Berhampuri Patta, also known as Phoda Kumbha sarees and jodas, have a rich history dating back to the 14th century AD when they were introduced by the Mohuri king in Berhampur town in Odisha. Berhampur is also known as the silk city of India, and for good reason. The Berhampuri Patta silk saris are unique in that they are made in pairs – a sari for the women and a matching joda for the men.
What sets these saris apart is their typical Odishi weaving style, which is characterized by the famous temple style designs known as ‘phoda kumbha‘ or ‘badhi kumbha‘. The weavers engage in a precise and intricate process, with two weavers working on each throw shuttle pit loom to weave the phoda kumbha at the border. The result is a stunning and intricate design that is a testament to the skill and dedication of these weavers.
These saris were once the pride of Odisha and were worn by brides for their wedding ceremony. However, despite their rich history and exquisite craftsmanship, the Berhampuri Patta sarees are now flailing. It’s important to appreciate and support the handloom industry and the weavers who dedicate their time and skill to creating these beautiful works of art.
The handloom sarees of Odisha are a visual treat for anyone who loves traditional textiles. The state has a rich heritage of weaving, with each region having its unique style of saree making. The variety of colours, textures, and designs found in Odisha sarees is truly breathtaking.
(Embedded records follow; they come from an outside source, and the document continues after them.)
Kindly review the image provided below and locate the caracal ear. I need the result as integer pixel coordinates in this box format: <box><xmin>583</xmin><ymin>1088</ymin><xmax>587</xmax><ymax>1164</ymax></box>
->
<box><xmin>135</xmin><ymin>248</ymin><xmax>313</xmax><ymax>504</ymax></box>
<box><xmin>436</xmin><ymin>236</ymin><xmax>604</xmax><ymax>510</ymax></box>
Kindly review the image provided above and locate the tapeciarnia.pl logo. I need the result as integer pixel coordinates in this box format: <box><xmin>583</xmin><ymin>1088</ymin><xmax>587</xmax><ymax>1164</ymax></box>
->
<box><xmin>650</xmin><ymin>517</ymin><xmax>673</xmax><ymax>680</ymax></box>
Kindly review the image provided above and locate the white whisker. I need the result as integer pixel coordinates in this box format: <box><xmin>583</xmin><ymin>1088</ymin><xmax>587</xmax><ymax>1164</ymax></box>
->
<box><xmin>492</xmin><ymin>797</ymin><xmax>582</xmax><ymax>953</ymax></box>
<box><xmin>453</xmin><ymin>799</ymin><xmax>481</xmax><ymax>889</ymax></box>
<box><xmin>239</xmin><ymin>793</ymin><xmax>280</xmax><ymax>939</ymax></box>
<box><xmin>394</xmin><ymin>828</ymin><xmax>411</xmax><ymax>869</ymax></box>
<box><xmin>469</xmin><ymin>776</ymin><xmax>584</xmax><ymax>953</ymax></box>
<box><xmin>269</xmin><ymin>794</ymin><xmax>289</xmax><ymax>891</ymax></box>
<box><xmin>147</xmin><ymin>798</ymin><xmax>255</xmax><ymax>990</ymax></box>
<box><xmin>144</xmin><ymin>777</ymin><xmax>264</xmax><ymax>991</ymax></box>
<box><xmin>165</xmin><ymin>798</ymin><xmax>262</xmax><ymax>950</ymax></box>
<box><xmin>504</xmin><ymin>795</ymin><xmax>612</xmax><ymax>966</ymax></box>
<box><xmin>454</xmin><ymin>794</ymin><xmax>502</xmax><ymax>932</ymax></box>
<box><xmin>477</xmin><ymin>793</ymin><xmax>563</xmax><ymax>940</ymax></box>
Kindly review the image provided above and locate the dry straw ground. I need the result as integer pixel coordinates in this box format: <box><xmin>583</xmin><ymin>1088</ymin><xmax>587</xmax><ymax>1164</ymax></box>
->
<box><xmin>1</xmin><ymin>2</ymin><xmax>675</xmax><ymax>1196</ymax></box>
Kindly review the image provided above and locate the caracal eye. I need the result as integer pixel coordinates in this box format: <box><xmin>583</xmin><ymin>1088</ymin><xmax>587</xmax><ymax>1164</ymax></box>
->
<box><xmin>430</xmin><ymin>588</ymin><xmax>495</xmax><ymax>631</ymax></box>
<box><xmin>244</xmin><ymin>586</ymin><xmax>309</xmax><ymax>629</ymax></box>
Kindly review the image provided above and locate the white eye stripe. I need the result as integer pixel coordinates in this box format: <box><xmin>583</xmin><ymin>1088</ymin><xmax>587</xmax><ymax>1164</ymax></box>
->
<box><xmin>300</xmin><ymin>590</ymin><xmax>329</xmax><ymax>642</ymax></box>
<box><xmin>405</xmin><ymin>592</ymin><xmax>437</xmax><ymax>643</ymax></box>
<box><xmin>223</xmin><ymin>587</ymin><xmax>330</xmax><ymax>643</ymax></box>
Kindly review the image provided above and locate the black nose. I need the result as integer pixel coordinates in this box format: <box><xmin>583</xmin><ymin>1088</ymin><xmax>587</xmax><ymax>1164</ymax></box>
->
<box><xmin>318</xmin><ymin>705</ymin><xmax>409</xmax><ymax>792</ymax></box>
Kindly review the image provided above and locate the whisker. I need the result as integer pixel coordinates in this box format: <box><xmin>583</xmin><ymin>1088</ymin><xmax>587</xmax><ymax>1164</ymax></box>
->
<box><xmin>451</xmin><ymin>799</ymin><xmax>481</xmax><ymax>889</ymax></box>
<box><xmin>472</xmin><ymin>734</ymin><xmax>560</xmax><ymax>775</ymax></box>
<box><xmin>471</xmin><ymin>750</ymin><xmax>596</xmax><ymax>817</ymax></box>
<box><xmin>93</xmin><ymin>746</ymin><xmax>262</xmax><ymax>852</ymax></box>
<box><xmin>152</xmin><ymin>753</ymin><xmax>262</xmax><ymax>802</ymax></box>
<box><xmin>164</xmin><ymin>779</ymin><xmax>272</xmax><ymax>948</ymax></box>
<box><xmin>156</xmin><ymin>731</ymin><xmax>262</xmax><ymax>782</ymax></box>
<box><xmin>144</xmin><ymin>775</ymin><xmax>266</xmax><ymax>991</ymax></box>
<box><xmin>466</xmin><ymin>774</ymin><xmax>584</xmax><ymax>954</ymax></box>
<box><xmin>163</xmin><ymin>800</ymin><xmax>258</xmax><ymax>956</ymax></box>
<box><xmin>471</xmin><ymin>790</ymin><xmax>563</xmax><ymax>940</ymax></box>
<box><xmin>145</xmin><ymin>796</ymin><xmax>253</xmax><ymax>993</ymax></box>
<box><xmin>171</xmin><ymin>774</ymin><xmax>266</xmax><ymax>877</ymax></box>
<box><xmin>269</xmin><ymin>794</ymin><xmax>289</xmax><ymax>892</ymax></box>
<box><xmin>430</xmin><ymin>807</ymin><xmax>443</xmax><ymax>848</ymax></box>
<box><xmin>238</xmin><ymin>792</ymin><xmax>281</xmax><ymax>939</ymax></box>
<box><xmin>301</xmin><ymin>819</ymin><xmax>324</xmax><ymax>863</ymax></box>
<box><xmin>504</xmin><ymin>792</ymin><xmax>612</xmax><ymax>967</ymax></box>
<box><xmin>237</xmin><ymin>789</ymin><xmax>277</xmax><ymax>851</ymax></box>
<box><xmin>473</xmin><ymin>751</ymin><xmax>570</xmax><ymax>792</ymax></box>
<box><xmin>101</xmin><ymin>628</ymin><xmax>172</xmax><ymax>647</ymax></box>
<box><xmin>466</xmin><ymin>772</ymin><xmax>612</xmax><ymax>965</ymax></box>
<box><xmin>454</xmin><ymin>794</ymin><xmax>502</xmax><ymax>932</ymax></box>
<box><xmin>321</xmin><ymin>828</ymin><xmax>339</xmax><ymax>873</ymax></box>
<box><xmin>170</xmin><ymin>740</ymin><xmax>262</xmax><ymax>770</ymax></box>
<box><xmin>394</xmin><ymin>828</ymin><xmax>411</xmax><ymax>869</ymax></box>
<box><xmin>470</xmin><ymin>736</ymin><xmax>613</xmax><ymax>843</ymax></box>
The intricate weaves and embroideries on these sarees speak volumes about the skill and creativity of the weavers. Whether it’s the ikat weave of Sambalpuri sarees or the delicate embroidery of Bomkai sarees, each style has its unique charm.
And let’s not forget about the fabric itself – the softness of the silk and the crispness of the cotton used in Odisha sarees is unmatched. It’s no wonder that these sarees are highly sought after by women all over the world.